В Толстом Страхов видел писателя, в сочинениях которого вернее и точнее всего узнана и художественно выражена суть национального характера. Толстой умеет увидеть «великое в малом». Толстой смог найти тот путь, что ведет к существу человека — это «след красоты — истинного человеческого достоинства». В произведениях Толстого, — говорит Страхов, — «среди всего разнообразия лиц и событий мы чувствуем присутствие каких-то твердых и незыблемых начал, на которых держится жизнь» (Выделено мной. — К.К.) (8, 284). И это присутствие «вечного в человеке» критик ценит более любых, самых ярких и впечатляющих проявлений духовной «шаткости». Сила человека — не в шаткости и разброде исканий. Им ценится та сила, которая выявляется в простых русских людях, ибо они «знают, чего от них требует их человеческое достоинство — что им следует делать по отношению к себе, другим людям и к родине» (8, 285). В «Войне и мире», «в шести томах громадного литературного произведения он нашел две строчки, мимоходом брошенные автором, в которых была сгруппирована вся мысль романа, быть может, не такая отчетливая для самого знаменитого художника. Эти строки он и избрал эпиграфом для своего разбора: «нет величия там, где нет простоты, добра и правды»…» (13, 46).
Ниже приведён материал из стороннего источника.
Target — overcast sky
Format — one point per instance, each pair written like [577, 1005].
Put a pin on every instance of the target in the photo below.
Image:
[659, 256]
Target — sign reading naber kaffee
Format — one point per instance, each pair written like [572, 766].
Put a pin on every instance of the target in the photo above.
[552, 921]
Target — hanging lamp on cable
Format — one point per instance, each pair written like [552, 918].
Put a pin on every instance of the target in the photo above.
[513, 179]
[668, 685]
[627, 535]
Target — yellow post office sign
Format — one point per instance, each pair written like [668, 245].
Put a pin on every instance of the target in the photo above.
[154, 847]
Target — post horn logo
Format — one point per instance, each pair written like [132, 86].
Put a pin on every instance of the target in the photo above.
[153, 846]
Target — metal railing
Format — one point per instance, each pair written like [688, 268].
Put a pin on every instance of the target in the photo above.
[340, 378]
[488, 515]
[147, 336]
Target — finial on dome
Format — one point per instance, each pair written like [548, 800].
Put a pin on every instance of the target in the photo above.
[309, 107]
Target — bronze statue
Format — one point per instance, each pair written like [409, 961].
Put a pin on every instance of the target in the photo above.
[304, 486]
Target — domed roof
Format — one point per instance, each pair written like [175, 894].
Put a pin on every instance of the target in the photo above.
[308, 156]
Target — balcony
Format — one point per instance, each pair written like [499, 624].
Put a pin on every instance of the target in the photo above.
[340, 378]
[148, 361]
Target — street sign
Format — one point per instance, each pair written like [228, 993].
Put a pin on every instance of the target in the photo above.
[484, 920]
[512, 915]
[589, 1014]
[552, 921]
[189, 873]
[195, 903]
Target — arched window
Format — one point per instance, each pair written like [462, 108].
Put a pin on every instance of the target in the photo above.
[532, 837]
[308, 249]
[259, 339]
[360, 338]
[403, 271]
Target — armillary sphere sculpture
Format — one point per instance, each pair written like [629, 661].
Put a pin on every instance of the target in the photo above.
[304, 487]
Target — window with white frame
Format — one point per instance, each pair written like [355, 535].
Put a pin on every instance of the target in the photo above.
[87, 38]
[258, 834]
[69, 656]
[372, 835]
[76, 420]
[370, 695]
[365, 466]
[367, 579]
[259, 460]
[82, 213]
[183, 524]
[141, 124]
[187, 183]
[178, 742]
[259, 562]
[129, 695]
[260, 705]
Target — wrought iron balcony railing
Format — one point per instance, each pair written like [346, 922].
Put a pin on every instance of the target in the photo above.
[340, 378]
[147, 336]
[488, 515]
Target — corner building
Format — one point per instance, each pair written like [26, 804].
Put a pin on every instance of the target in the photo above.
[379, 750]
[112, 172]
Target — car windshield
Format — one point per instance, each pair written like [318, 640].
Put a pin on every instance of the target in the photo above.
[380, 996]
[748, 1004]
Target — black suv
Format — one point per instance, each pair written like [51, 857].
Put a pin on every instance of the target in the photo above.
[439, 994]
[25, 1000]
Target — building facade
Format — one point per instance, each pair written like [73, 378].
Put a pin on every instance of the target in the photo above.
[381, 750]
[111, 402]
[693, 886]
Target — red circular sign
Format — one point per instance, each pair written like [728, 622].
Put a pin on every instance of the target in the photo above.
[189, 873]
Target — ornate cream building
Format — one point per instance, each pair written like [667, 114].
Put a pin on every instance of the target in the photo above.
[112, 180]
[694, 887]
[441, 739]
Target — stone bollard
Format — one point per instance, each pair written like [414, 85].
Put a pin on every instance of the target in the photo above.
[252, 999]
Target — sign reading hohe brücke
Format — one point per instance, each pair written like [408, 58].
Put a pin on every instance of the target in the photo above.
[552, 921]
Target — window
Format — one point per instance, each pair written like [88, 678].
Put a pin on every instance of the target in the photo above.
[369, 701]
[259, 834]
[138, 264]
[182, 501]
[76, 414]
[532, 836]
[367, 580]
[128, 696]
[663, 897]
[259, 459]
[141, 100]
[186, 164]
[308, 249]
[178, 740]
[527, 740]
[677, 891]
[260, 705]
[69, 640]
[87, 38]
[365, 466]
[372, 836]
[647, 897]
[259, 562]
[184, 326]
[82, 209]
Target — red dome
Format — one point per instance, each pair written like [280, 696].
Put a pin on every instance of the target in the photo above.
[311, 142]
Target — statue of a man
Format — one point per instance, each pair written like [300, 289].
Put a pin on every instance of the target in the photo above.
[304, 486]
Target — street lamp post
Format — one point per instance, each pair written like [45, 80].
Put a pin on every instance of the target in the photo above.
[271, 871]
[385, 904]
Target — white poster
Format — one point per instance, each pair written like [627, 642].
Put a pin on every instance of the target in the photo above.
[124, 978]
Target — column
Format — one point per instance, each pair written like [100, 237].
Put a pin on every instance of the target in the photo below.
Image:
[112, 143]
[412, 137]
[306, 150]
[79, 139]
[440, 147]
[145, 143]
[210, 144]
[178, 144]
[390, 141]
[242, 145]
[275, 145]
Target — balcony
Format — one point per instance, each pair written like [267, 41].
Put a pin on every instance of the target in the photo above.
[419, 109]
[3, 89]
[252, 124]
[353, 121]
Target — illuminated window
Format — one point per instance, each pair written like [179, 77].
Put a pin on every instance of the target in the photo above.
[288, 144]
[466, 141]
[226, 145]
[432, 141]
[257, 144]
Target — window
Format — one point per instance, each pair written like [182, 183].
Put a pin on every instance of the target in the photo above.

Перед нами, в сущности, все те главные мысли Страхова о творчестве Толстого, которые он будет развивать в своих статьях. Национальный характер есть «следствие» национального духа. Сущностные качества национального духа могут быть поняты через простоту, добро, правду. Национальные характеры в романах Толстого разнообразны, но их общей почвой становится национальный дух, выявляющий себя в нравственных твердых и незыблемых началах. С нравственными началами в человеке связано и его подлинное человеческое достоинство. Таким образом, говоря о творчестве Л.Н.Толстого, Страхов, выступающий критиком, показал, что
тема человека и тема русского человека — главная в творческих и религиозных размышлениях Толстого. И здесь мы можем сказать вполне определенно, что для Толстого был важен именно христианский гуманизм — потому как «исключительной по своей человечности» была именно христианская религия. Да, Толстого легко обвинить в «ереси человекобожия», потому как для него Иисус Христос — это сын человеческий, и он лучше видел Его таким, он лучше различал в Нем человеческое, чем Сына Божия. «Но нельзя забывать о том, — снова говорит Н.П.Ильин, — что такое направление внимания сложилось у Толстого в эпоху, когда божественность Христа все более заслоняла Его человечность, как бы ни заверяла Церковь (и «религиозные философы») в своей верности Халкидонскому догмату. Ту человечность, без которой призыв «следовать Христу» обречен оставаться пустым призывом» (3, 144). Толстой не хотел, чтобы христианский образ жизни был недоступен обыкновенному (не святому) человеку: он не хотел, чтобы христианский образ жизни был таким «божественным», что только отпугивал своей непосильной возможностью быть христианином и жить по-христиански. Для Толстого, напротив, учение Христа «свойственно человеческой природе» — «все оно только в том и состоит, чтобы откинуть несвойственное человеческой природе» («В чем моя вера»). В общем, Толстой, как мы уже говорили выше, начал «тревожить совесть серьезными требованиями» — тревожить тех, кто так привычно, комфортно и уютно привык считать себя христианином, не утруждая себя никакими особыми усилиями… Толстой очень серьезно относился к религии — и этот спрос начал с самого себя. И еще — он, посвятивший всю жизнь размышлениям и воссозданию образа русского человека, самым серьезным образом относился к человеку как таковому. В этом и Страхов, требующий самопонимания и самосознания от человека, а теперь и Н.П.Ильин видят подлинный гуманизм Л.Н.Толстого. В любом случае, вера — это центр человеческого бытия и для Страхова, и для Толстого и для всех русских мыслителей (П.А.Бакунина, П.Е.Астафьева, В.И.Несмелова, В.А.Снегирева), полагающих, что самопознание человека ведет его к ясному пониманию того, что «образ его есть образ Божий». В любом случае, Л.Н.Толстой хотел быть христианином, а не называться таковым. И в этом его намерении и поддерживал его философ, критик, товарищ Николай Николаевич Страхов.